Secondly, the Bill adds a new Part 9.10A to the Act. These amendments
provide for a standing power enabling the responsible Commonwealth Minister
to appoint a Commissioner to undertake a Commission of inquiry into the
operational, human and regulatory matters specific or incidental to a
significant offshore petroleum or greenhouse gas storage incident, from
time to time as required. This power is limited to where a significant
offshore petroleum or greenhouse gas incident has occurred, and where it
would be appropriate to consider operational, human and/or regulatory
issues related to that incident.

The purpose of the amendments is to correct an administrative gap in the
provisions of the Act for the investigation of these matters.
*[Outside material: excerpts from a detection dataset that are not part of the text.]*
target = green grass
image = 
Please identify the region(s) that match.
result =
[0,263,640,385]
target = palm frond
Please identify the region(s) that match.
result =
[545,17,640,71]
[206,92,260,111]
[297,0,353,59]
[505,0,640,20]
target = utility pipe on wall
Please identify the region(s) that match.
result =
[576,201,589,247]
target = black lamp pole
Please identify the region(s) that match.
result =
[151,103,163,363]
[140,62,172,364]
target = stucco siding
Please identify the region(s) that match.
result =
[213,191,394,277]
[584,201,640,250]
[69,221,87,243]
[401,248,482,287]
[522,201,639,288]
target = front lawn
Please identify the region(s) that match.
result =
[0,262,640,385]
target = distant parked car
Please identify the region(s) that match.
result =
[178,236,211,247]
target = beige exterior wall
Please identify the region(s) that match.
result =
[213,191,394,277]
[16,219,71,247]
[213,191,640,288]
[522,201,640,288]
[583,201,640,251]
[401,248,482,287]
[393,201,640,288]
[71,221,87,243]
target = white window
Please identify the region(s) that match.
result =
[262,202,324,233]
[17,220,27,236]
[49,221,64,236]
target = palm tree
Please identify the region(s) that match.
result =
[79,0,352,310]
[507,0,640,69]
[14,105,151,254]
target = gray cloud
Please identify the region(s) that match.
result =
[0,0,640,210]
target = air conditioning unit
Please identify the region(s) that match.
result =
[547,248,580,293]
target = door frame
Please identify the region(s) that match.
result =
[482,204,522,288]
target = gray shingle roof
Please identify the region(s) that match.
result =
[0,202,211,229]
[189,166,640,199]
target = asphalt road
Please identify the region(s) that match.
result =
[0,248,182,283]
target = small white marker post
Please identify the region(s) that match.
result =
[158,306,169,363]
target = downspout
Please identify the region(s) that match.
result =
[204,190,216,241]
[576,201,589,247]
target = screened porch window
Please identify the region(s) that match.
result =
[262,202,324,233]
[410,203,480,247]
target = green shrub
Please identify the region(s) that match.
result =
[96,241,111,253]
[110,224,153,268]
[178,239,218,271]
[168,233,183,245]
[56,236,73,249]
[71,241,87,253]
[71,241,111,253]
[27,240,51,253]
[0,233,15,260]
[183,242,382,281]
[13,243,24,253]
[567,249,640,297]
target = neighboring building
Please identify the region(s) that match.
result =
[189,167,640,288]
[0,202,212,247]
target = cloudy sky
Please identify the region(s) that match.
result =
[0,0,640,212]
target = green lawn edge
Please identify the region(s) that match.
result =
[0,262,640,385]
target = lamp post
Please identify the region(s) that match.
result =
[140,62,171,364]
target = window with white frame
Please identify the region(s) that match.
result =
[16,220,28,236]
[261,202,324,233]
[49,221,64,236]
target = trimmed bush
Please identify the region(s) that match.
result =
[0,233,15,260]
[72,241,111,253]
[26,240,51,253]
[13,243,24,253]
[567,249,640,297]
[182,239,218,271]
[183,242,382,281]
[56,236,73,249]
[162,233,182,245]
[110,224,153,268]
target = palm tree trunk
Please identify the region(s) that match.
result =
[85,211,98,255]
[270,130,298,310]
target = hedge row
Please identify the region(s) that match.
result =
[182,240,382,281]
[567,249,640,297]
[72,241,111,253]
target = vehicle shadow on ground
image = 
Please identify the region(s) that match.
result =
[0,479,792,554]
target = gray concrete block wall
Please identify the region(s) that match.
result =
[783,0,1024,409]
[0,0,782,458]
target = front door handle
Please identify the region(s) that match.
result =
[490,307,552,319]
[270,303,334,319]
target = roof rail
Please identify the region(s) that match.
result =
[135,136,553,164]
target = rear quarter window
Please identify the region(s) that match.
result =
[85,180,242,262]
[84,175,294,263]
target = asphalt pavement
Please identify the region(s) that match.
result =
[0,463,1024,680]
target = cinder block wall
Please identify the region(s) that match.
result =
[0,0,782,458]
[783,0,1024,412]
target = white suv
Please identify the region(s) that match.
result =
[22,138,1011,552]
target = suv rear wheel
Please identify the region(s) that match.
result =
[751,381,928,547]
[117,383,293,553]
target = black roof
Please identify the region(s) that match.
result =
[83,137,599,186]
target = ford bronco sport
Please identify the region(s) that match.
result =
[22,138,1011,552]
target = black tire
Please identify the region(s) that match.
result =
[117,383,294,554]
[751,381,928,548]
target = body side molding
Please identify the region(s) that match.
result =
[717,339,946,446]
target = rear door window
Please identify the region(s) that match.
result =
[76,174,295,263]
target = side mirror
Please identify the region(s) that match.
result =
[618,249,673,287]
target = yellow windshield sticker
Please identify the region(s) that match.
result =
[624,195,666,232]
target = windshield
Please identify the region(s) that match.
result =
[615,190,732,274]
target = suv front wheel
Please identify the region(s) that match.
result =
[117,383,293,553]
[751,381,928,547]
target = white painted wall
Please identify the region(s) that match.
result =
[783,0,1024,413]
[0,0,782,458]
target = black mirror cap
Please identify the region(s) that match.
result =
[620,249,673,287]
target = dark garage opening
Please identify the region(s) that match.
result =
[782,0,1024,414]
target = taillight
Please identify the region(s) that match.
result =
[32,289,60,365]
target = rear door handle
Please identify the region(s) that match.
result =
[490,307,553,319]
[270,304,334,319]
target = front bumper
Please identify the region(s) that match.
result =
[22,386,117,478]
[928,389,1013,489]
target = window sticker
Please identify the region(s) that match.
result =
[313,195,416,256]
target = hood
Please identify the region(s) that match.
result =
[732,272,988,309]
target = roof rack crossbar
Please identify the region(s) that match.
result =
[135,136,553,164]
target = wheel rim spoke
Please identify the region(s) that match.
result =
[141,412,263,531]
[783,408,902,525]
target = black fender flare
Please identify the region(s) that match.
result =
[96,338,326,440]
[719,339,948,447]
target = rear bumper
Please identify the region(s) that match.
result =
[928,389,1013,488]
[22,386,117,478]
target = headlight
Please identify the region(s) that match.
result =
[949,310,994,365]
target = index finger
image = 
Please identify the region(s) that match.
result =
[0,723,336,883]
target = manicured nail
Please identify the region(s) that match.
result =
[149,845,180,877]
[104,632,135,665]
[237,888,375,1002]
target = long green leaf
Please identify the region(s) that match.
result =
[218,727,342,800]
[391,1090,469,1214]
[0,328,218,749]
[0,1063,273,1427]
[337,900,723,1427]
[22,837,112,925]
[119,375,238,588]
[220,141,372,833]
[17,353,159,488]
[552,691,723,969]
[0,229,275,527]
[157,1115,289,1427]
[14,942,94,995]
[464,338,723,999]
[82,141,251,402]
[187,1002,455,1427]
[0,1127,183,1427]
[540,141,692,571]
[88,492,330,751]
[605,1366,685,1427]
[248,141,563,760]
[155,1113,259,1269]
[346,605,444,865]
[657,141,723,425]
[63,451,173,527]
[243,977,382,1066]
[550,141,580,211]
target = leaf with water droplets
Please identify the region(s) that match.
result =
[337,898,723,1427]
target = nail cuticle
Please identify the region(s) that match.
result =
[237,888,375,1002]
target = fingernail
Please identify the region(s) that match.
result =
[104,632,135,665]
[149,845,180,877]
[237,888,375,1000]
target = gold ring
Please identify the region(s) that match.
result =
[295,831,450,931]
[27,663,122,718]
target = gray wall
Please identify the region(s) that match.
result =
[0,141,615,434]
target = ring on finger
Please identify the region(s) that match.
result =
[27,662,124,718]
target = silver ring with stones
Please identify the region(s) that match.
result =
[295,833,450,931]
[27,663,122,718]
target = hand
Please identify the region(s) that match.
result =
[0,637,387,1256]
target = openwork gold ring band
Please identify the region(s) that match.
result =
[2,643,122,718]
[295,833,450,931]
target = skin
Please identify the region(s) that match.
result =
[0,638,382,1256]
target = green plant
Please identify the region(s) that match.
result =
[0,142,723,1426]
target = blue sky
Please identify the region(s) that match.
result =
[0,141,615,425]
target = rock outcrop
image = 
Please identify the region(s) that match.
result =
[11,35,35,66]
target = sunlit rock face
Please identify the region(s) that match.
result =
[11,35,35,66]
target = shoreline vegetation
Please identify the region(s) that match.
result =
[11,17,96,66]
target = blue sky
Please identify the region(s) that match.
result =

Currently,
the responsible Commonwealth Minister may initiate two types of
investigation under the Act, each limited in nature: an investigation by
the National Offshore Petroleum Safety Authority (NOPSA) which would be
limited to occupational health and safety matters pertaining to an
incident; and an investigation by the Minister as Designated Authority for
the offshore area which would be limited to considering the appropriateness
of existing statutory powers under the Act.

Recent incidents involving uncontrolled release of hydrocarbons
jeopardising human and environmental health, have demonstrated that the
existing investigatory powers are insufficient. An inquiry for the purposes
of determining operational, human and regulatory factors would inform
regulators and operators of causal factors contributing to significant
incidents relating to offshore oil and gas exploration, development,
production, greenhouse gas storage and/or decommissioning. This power will
enable the Government and industry to learn from incidents, and be better
prepared to prevent similar incidents occurring in the future.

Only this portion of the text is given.